Едва лишь успела скрыться за порогом пристройки его мохнатая, зашитая в мех, как у эскимоса, фигура, как Кодя, Слава и Жучок уже успели очутиться втроем на мягких сиденьях автомобиля.
— Как хорошо! — восхищался Слава. — Ну скажите на милость, это ли не хорошо?!
Жучок понял слова своего юного хозяина, взвизгнул и замахал хвостом от удовольствия, как бы вполне соглашаясь с ним.
— А это еще что такое?
Кодя протянула руку, взялась за какое-то небольшое колесико и повернула его несколько раз.
Что-то зашуршало, зашипело зловеще. В ту же минуту автомобиль запыхтел и, неожиданно рванувшись вперед, стремительно покатился из ворот усадьбы по ровной, как скатерть, снежной дороге, к полному ужасу обоих детей и Жучка.
* * *
Со страшной скоростью мчался автомобиль по дороге, пыхтя и оставляя за собой облако снежной пыли.
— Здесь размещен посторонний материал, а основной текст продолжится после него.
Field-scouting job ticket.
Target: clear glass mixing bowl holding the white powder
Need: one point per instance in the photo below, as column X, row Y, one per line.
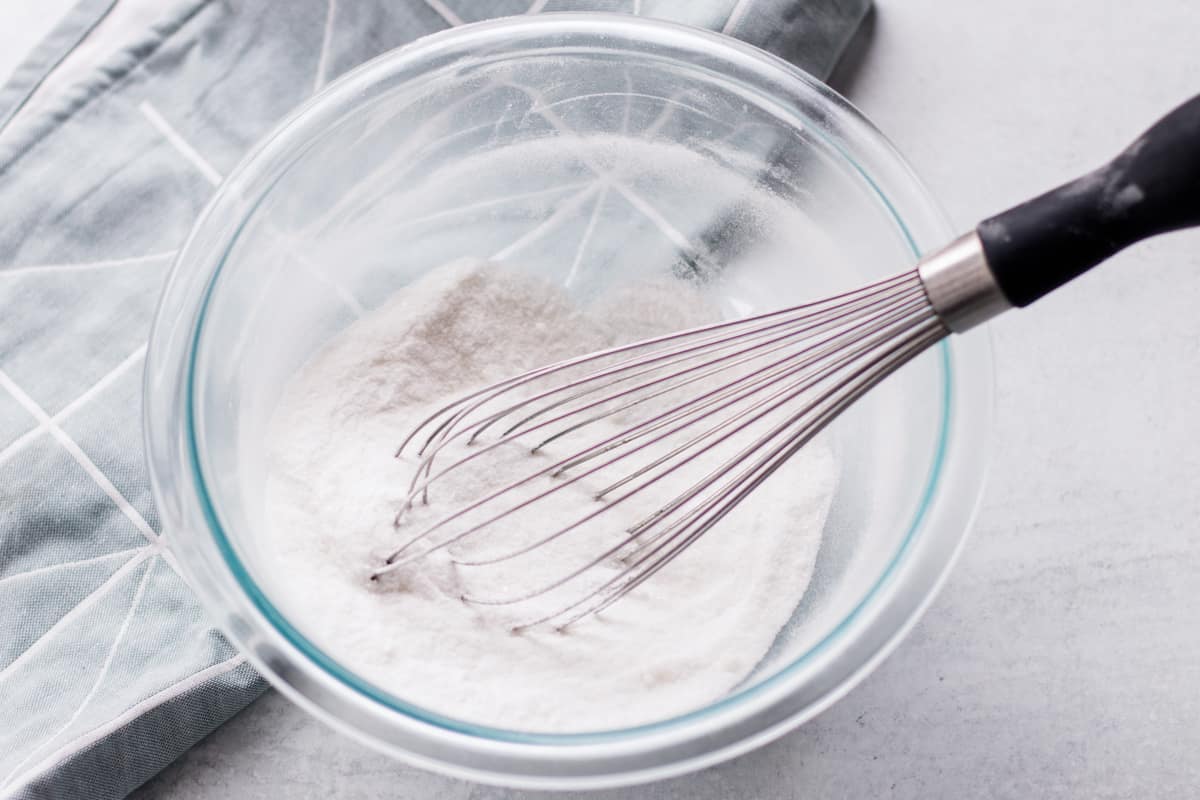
column 593, row 151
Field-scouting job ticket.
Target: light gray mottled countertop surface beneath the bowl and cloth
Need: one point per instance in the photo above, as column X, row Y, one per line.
column 1063, row 659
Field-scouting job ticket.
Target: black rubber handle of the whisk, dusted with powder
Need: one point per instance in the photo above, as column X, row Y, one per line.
column 1150, row 189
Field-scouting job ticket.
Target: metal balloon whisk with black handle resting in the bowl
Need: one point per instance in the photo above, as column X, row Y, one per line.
column 717, row 410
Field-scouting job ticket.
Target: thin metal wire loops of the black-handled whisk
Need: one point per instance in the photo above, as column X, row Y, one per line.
column 805, row 364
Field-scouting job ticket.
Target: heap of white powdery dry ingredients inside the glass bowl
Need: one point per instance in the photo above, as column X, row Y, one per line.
column 680, row 641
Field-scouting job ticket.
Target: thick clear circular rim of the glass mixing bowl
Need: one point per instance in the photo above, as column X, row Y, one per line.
column 734, row 724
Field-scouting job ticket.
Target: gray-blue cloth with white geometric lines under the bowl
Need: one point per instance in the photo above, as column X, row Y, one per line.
column 109, row 667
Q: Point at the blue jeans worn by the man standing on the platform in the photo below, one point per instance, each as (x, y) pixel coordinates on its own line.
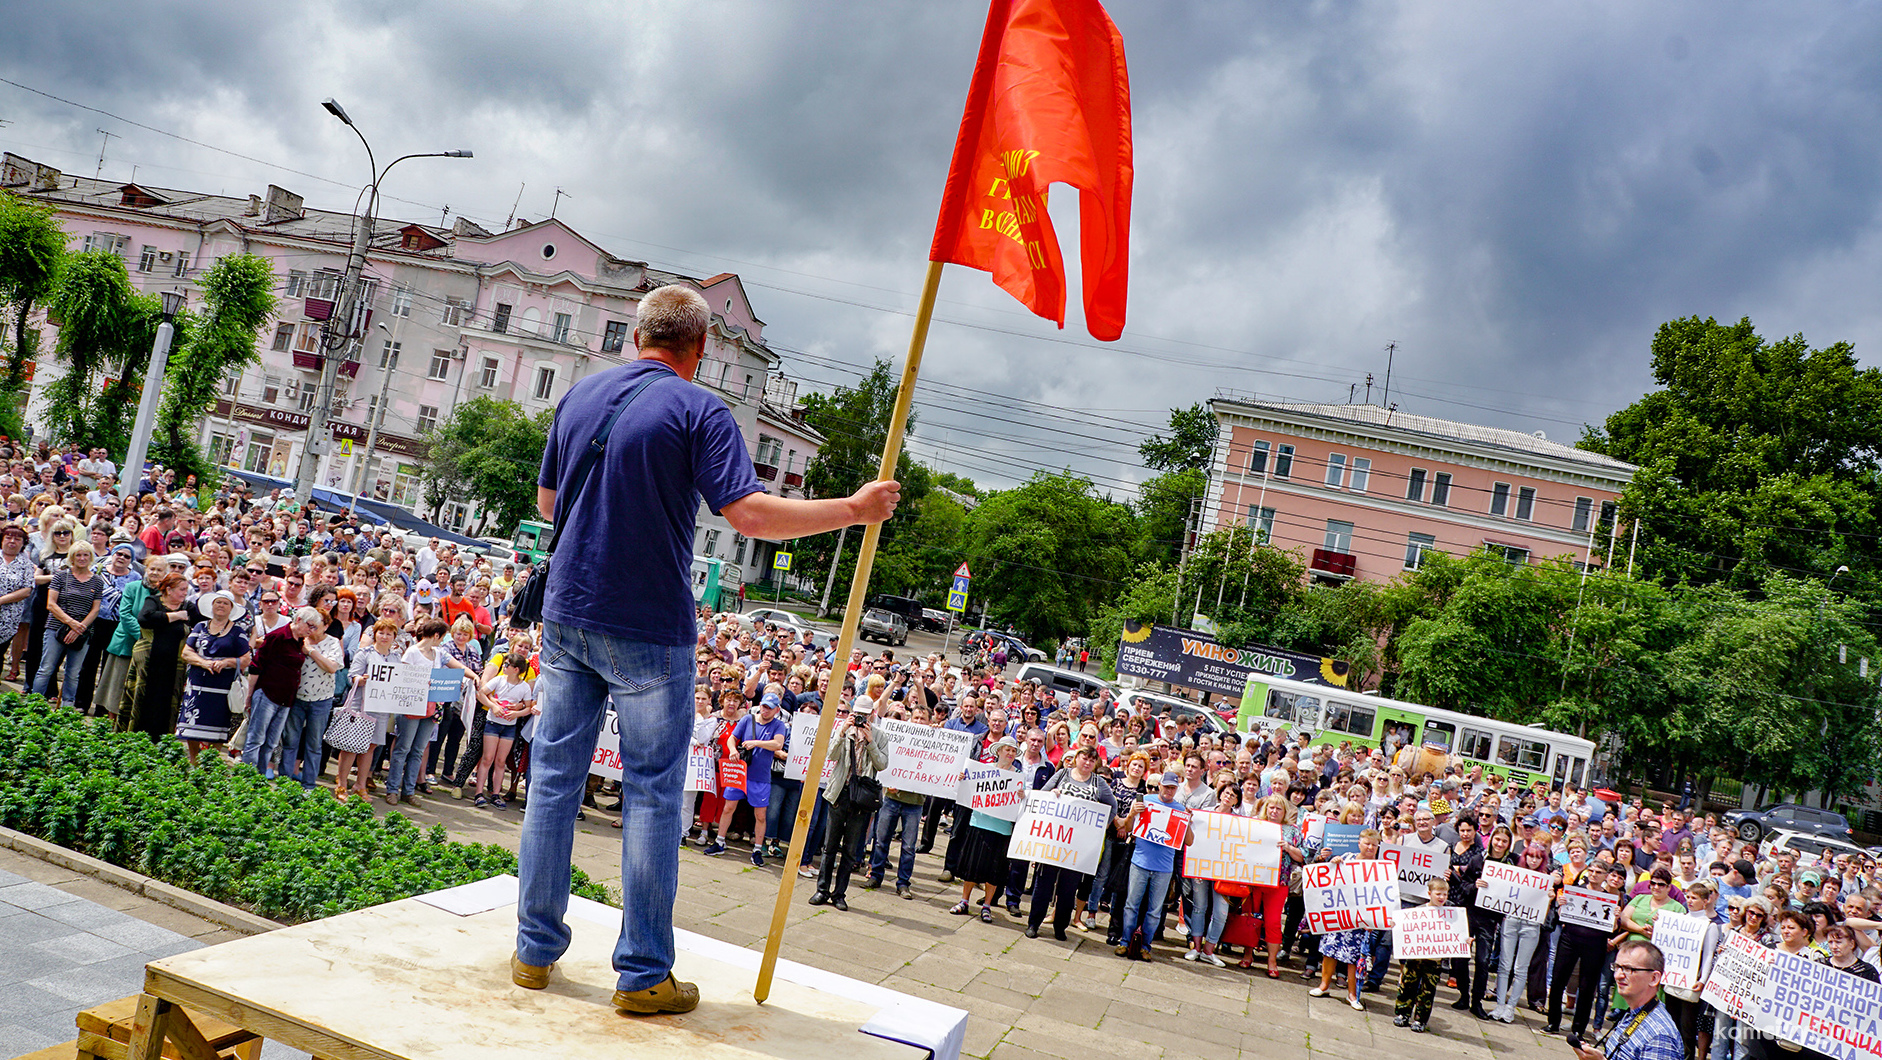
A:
(652, 692)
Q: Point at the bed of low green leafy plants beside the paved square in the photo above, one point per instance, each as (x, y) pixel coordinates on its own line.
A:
(221, 829)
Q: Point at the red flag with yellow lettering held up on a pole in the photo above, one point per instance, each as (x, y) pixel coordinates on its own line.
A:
(1051, 103)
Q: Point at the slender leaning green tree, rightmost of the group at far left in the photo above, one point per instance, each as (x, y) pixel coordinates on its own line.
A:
(238, 300)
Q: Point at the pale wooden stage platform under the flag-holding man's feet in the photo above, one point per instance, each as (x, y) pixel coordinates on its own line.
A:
(430, 978)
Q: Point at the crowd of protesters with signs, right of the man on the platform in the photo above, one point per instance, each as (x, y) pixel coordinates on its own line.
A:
(1659, 861)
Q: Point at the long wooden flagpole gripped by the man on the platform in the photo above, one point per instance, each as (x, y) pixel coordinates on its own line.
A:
(859, 590)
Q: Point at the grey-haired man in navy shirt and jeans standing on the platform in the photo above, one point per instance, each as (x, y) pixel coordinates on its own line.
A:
(618, 630)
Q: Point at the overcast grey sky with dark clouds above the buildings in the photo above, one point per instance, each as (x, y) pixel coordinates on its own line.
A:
(1518, 195)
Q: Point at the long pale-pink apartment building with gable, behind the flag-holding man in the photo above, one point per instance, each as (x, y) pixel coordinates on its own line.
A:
(456, 312)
По обе стороны дороги тянулся двумя рядами лес. Стаи голодных ворон с испуганным карканьем шарахались в сторону при виде страшной машины.
Дети, полуживые от страха, подпрыгивали на эластичных подушках птицей летевшего экипажа.
Жучок уже не лаял, не визжал даже. Но вся его собачья фигура съежилась, подобралась и превратилась в жалкий дрожащий комок.
К счастью, дорога была без поворотов и извилин, прямая, как лента, так что Слава и Кодя, не имевшие никакого понятия об управлении машиной, могли пока что положиться на саму машину.
Но вот лес остался далеко позади. Теперь перед невольными путешественниками расстилалось во всю свою бесконечную ширь поле.
За полем лежало село, куда ежедневно ходила за провизией Лиза. Прямо посреди села стоял большой деревянный дом самого богатого мужика, старосты. Кодя и Слава летом не раз сопровождали туда Валерию Сергеевну.
Этот дом преграждал путь автомобилю. Он был выстроен как раз на дороге, посреди небольшой площади. Свернуть вправо или влево дети не могли.